1
Exhibit 10(b)
RESTRICTED STOCK AGREEMENT
THIS RESTRICTED STOCK AGREEMENT (the "Agreement") is made and executed
as of the 16th day of September, 1999, by and between ALLEGHENY TELEDYNE
INCORPORATED, a Delaware corporation with its principal place of business at
00xx Xxxxx, Xxx XXX Xxxxx, Xxxxxxxxxx, XX 00000 (with all of its direct and
indirect subsidiaries, "ATI") and XXXXXX X. XXXXXXXX, an individual residing in
the State of Maryland (the "Executive").
WHEREAS, as of the date hereof, the Executive is beginning employment
with ATI under an Employment Agreement effective as of September 16, 1999
between the parties (the "Employment Agreement") and, effective October 1, 1999,
will become President and Chief Executive Officer of ATI and a member of its
Board of Directors;
WHEREAS, pursuant to Section 5(d) of the Employment Agreement, ATI has
agreed to award to the Executive 150,000 shares of common stock, $0.10 par value
per share ("ATI Stock") subject to certain restrictions and forfeiture
provisions; and
WHEREAS, the parties intend for this Agreement to evidence the award of
restricted shares and set forth the terms and conditions thereof.
NOW, THEREFORE, in consideration of the mutual promises hereinafter set
forth and intending to be legally bound hereby, the parties hereto agree as
follows:
1. Award and Issuance of the Shares.
(a) In addition to any other compensation the Executive may be
entitled under the Employment Agreement or otherwise in connection with his
service as an employee of ATI, ATI hereby awards to the Executive 150,000 shares
of ATI Stock (the "Shares").

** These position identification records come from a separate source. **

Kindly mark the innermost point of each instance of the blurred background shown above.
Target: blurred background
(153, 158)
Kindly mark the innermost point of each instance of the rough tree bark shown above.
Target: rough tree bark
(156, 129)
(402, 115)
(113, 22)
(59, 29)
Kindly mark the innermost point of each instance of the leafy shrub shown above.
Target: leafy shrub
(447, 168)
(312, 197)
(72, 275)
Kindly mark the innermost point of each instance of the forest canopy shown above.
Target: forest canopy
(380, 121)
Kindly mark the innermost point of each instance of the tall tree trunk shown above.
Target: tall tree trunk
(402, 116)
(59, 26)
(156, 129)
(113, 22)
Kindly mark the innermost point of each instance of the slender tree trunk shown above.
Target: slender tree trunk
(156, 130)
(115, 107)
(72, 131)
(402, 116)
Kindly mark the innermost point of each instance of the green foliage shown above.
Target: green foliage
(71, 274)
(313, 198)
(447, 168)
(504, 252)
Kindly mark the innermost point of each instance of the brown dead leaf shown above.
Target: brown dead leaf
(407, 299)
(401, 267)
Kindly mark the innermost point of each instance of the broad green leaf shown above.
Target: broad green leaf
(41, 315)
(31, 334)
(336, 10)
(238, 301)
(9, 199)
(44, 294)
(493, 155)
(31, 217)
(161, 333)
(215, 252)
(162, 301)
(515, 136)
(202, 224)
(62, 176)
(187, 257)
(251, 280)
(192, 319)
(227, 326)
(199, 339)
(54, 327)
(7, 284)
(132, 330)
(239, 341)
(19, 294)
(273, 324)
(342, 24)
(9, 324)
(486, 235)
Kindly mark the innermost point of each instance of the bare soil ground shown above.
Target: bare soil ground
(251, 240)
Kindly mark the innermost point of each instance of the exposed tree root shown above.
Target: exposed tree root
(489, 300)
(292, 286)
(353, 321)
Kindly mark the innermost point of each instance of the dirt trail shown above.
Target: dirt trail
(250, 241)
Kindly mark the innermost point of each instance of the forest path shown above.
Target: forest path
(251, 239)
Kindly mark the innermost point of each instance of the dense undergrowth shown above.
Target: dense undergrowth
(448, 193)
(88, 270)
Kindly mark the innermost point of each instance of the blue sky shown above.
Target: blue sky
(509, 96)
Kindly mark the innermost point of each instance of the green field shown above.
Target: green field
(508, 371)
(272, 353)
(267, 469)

As soon as practicable following the execution and
delivery of this Agreement, ATI shall issue in the Executive's name and deliver
to the Executive a stock certificate or stock certificates representing the
Shares. The Shares shall be subject to the transferability restrictions set
forth in Section 2 of this Agreement (the "Restrictions") for the period set
forth in Section 3(a) of this Agreement and shall be subject to forfeiture as
set forth in Section 3(b) of this Agreement.
2
(b) In order to reflect the restrictions on disposition of the
Shares, the stock certificate(s) for the Shares may be endorsed with restrictive
legends, including one or both of the following:
"THE SHARES EVIDENCED BY THIS CERTIFICATE HAVE BEEN ACQUIRED
FOR INVESTMENT AND HAVE NOT BEEN REGISTERED UNDER THE SECURITIES ACT OF 1933, AS
AMENDED (THE "ACT"), AND MAY NOT BE OFFERED, SOLD, ASSIGNED, PLEDGED,
HYPOTHECATED OR OTHERWISE DISPOSED OF UNLESS AND UNTIL REGISTERED UNDER THE ACT
AND ANY APPLICABLE STATE SECURITIES LAWS OR UNLESS, IN THE OPINION OF COUNSEL TO
THE STOCKHOLDER, WHICH COUNSEL MUST BE, AND THE FORM AND SUBSTANCE OF WHICH
OPINION ARE, SATISFACTORY TO THE ISSUER, SUCH OFFER, SALE, ASSIGNMENT, PLEDGE,
HYPOTHECATION, TRANSFER OR OTHER DISPOSITION IS EXEMPT FROM REGISTRATION OR IS
OTHERWISE IN COMPLIANCE WITH THE ACT AND SUCH LAWS."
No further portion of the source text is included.